Às vezes eu fico procurando objetos para descrever um sentimento, como se, na sua forma, a metáfora conseguisse esconder aquilo que sinto amorficamente. Por isso escrevo um conto cujo personagem principal é um anão, onde mostro uma sensação de fragilidade que me cerca; um outro sobre um homem q despenca na máquina de um matadouro, onde penso que, no fundo, quanto mais tempo sobreviver mais vou me aniquilando, ou seja, quanto mais me protejo, mais me afasto de mim; um outro num espaço quase todo em branco, onde eu valorizo cada pequeno gesto que recebo das pessoas, e os analiso e repasso na cabeça, tentando achar um valor ou uma verdade que nunca existe; e por fim, um onde as luzes da cidade se apagam todos os dias na mesma hora, onde peço ao mundo que participe da minha solidão.

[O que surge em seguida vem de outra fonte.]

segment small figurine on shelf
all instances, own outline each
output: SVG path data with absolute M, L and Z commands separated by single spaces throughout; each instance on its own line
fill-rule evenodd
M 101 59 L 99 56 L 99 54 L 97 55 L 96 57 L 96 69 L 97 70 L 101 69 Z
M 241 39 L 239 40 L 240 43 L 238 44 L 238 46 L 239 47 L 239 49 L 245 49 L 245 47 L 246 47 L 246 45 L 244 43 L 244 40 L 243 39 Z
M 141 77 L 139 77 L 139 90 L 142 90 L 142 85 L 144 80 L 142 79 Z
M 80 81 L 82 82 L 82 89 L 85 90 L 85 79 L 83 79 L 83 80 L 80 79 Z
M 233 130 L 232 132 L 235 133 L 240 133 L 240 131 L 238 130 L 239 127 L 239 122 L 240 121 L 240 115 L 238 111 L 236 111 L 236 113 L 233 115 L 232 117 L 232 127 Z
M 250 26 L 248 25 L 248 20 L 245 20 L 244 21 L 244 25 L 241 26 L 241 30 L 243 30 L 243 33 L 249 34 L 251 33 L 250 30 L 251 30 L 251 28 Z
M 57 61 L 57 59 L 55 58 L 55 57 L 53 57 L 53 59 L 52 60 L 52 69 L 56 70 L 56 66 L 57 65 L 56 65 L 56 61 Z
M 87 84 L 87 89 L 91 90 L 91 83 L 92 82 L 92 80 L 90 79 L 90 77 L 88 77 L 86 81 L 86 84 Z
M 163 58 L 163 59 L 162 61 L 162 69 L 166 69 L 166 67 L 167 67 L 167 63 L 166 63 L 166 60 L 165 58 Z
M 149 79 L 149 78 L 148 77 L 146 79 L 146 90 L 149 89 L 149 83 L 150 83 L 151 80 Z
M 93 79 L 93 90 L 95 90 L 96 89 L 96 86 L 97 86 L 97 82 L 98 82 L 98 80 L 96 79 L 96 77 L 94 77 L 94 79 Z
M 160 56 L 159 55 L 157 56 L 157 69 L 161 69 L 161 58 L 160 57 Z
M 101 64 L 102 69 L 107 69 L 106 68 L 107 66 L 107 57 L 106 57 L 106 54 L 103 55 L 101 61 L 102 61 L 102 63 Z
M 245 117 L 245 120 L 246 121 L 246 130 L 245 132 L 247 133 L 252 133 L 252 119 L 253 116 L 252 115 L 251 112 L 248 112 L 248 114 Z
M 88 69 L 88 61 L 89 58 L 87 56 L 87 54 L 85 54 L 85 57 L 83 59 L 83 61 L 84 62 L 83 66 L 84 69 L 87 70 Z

É com essa conclusão que tento escrever agora e o problema disso é que perco um pouco da ingenuidade. Mas o sentimento que tenho para falar é tão bonito que vou ignorar o que eu acho do mundo, dos outros e da política, vou ignorar tudo o que existe, porque tudo que existe, existe para não existir, existe para que não existam.
O sentimento é sutil. É como um lençol: fino, aconchegante, acalentador, essencial. É como um sorriso: foge, escapa, vem e traz com ele uma coisa que nos faz esquecer que resto existe. É um sentimento cúmplice, como se ele tivesse assistido comigo um assassinado e fique de vigília, a noite inteira, deitado a beira da cama, esperando que algo aconteça. Ele me proteje. É como uma vela, um fósforo, um gol, a lembrança de um beijo, um curativo no joelho, uma flecha atirada, uma paixão por uma música, um pedaço de pizza, um telefonema de madrugada, um desencontro. Ele é como um amor, mas sem forma, um amor amorfo. Um amor-fo. É um sentimento tão caro e tão raro que ainda não encontrou matéria, mas resiste à tudo e vive tão escondido (e tão à mostra) que é bonito e patético, sem sentido mas cheio de histórias. É a história de um sentimento que resistiu á todas as metáforas, um sentimento que ainda não virou conto, não virou memória, não virou nada. Um sentimento que a gente preserva para sempre poder sentir.